Cette mouvance est-elle conservatrice? Certainement pas au sens où Burke l’entendait.
Soumission au Parti conservateur du Canada
Cette conception étriquée de la liberté est aussi la raison, je pense, pour laquelle la question de l’immigration n’est aucunement sur l’écran radar de cette mouvance; comme le peuple Québécois n’existe pas, qu’il y ait alors un nombre plus ou moins grand d’individus sur le territoire du Québec n’a aucune importance du point de vue culturel ou linguistique. La seule question, peut-être, est celle de la crise du logement, qui est envisagée du strict point de vue de l’offre de logement, et jamais du point de vue de la demande. On n’a qu’à construire plus et tout va bien aller.
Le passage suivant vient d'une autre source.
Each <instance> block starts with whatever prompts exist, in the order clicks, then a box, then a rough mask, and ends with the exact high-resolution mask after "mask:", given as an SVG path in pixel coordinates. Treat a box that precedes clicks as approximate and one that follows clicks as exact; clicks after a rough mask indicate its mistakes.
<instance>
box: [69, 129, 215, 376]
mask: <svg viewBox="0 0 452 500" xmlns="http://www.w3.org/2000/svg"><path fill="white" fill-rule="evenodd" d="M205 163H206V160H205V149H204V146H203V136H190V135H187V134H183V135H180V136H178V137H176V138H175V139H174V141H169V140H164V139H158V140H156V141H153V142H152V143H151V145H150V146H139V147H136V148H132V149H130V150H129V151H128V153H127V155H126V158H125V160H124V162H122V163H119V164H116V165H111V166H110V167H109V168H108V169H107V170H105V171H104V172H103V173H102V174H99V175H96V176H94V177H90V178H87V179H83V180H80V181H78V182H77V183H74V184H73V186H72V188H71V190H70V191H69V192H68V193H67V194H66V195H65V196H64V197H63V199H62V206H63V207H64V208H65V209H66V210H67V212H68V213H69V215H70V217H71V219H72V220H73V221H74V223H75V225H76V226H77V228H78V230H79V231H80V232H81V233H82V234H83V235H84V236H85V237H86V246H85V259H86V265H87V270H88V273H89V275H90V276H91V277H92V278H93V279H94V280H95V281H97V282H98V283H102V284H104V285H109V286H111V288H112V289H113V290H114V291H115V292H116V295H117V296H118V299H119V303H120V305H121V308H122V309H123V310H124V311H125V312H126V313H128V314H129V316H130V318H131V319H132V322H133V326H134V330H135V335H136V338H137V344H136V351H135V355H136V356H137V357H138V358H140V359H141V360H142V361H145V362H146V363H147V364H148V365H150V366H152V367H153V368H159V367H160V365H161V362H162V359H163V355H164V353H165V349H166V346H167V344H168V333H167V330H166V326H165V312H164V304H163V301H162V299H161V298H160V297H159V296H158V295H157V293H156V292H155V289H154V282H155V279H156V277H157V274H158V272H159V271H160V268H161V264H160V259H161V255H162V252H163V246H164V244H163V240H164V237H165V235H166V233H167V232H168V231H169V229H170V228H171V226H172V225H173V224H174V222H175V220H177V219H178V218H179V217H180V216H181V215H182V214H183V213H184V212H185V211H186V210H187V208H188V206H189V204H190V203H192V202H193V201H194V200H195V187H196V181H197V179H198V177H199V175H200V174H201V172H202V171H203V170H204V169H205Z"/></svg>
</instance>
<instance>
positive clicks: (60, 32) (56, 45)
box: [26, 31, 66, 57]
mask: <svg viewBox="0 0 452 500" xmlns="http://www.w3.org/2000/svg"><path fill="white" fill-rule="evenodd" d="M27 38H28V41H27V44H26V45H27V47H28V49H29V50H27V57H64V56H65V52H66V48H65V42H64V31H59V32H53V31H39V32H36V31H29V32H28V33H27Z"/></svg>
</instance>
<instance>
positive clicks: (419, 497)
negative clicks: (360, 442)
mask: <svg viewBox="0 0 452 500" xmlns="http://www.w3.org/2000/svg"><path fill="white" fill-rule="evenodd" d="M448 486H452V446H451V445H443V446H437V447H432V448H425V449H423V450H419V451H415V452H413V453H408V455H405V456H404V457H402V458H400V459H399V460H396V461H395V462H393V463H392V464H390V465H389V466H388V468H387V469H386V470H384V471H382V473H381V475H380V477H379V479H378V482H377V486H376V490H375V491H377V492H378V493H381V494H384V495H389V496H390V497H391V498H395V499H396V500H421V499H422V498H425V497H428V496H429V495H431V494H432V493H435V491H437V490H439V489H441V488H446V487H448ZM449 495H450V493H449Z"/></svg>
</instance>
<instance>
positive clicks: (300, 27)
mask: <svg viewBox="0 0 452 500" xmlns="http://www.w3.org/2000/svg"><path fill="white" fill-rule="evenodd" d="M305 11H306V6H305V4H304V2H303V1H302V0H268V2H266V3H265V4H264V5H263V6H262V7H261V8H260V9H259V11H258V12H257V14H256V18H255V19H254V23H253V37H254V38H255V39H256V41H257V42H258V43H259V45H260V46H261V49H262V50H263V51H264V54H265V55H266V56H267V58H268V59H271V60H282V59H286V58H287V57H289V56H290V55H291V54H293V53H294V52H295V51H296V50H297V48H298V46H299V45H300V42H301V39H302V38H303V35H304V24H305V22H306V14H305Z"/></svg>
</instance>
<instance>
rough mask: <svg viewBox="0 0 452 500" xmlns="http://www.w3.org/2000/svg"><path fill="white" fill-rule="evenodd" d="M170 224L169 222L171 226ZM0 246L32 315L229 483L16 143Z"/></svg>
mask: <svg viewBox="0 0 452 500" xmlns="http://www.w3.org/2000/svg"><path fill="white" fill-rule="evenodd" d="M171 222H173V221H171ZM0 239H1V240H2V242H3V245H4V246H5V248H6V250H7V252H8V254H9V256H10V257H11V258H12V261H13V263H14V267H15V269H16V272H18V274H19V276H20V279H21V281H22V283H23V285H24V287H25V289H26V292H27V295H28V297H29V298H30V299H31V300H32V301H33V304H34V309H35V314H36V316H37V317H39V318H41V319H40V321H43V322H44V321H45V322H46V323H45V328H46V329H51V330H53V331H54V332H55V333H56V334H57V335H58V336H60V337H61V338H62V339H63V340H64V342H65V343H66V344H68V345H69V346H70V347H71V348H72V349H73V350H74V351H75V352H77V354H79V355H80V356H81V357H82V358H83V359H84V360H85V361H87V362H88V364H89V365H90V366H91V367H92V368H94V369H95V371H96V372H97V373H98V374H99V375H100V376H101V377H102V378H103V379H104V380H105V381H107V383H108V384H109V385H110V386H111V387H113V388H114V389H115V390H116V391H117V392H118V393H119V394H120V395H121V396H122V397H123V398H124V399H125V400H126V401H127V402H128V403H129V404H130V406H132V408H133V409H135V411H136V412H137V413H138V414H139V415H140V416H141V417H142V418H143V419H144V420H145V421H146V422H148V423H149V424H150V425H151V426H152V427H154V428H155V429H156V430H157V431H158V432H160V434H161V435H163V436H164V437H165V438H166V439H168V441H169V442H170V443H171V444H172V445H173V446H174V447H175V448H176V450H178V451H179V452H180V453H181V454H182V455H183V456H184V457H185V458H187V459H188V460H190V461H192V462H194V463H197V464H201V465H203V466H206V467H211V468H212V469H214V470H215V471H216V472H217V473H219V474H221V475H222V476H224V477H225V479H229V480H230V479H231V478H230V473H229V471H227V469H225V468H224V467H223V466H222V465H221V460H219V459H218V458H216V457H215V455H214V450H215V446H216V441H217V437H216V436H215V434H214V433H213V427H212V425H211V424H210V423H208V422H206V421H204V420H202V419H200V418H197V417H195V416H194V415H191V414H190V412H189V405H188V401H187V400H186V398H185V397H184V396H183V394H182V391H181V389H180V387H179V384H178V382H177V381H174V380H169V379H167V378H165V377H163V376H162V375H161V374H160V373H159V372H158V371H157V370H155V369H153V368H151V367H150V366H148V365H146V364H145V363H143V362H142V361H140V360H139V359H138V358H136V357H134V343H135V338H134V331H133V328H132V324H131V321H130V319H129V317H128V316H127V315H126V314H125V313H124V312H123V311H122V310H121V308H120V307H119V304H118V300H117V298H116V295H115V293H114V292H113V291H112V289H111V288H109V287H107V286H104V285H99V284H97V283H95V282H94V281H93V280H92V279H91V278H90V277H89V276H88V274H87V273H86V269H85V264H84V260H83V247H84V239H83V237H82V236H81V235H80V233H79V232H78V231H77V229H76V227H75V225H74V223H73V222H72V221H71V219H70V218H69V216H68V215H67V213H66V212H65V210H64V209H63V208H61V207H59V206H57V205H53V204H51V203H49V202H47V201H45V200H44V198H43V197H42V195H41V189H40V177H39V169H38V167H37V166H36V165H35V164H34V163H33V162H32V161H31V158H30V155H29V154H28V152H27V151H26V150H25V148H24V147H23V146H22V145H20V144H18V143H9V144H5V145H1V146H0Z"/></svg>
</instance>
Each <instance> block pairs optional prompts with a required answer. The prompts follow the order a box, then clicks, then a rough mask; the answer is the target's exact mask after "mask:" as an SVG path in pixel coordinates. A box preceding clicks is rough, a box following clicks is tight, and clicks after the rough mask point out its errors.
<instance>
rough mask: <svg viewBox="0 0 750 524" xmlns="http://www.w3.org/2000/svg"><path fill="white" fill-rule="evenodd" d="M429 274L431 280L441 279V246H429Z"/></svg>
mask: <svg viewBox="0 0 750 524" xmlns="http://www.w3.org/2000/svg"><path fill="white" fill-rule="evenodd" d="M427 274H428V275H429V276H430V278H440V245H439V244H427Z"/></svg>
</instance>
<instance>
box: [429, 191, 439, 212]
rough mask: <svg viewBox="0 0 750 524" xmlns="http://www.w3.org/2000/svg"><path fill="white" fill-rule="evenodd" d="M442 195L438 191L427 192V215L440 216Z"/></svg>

Ce point de vue est celui du Parti conservateur du Canada (PCC) de Pierre Poilievre.
Plus largement, les pirates semblent complètement inféodés idéologiquement au PCC et je n’ai pas entendu une seule critique des positions M. Poilievre venant de leur part (je peux me tromper sur ce point). Mais la liberté individuelle bien exercée, c’est aussi celle de critiquer même le PCC…
Points de convergence
Par ailleurs, je suis plutôt d’accord avec eux sur certains points qui me semblent secondaires relativement à la question de l’indépendance; je suis favorable à une exploitation raisonnée des hydrocarbures (sur le modèle norvégien) si cette exploitation permettait, par exemple, de nous enrichir collectivement et de défrayer les coûts de la transition vers l’indépendance. Je doute cependant que le Québec possède réellement des réserves d’hydrocarbures substantielles et exploitables qui changeraient véritablement la donne. Je trouve aussi, comme eux, que l’interdiction de la vente de véhicules à essence est une fausse bonne idée et je pense qu’elle ne verra jamais le jour pour des raisons qui relèvent de la physique de base. Je suis aussi favorable à une limitation du rôle de l’État (par exemple, dans les subventions aux entreprises qui ont atteint un degré orgiastique sous la CAQ), à une diminution de la bureaucratie (par exemple, en santé et en éducation), à l’équilibre des finances publiques (au prix de sacrifices, s’il le faut), à la réduction de la dette, à la mise de l’avant de l’effort et de la responsabilité individuelle, etc.
Mais ces questions sont pour moi secondaires à celle de la liberté collective pour mon peuple, c’est-à-dire de l’indépendance. L’indépendance me semble absolument nécessaire pour des raisons existentielles, afin de ne pas rompre le contrat social dont nous sommes fiduciaires, contrat « passé entre les vivants, les morts et ceux qui sont encore à naitre ».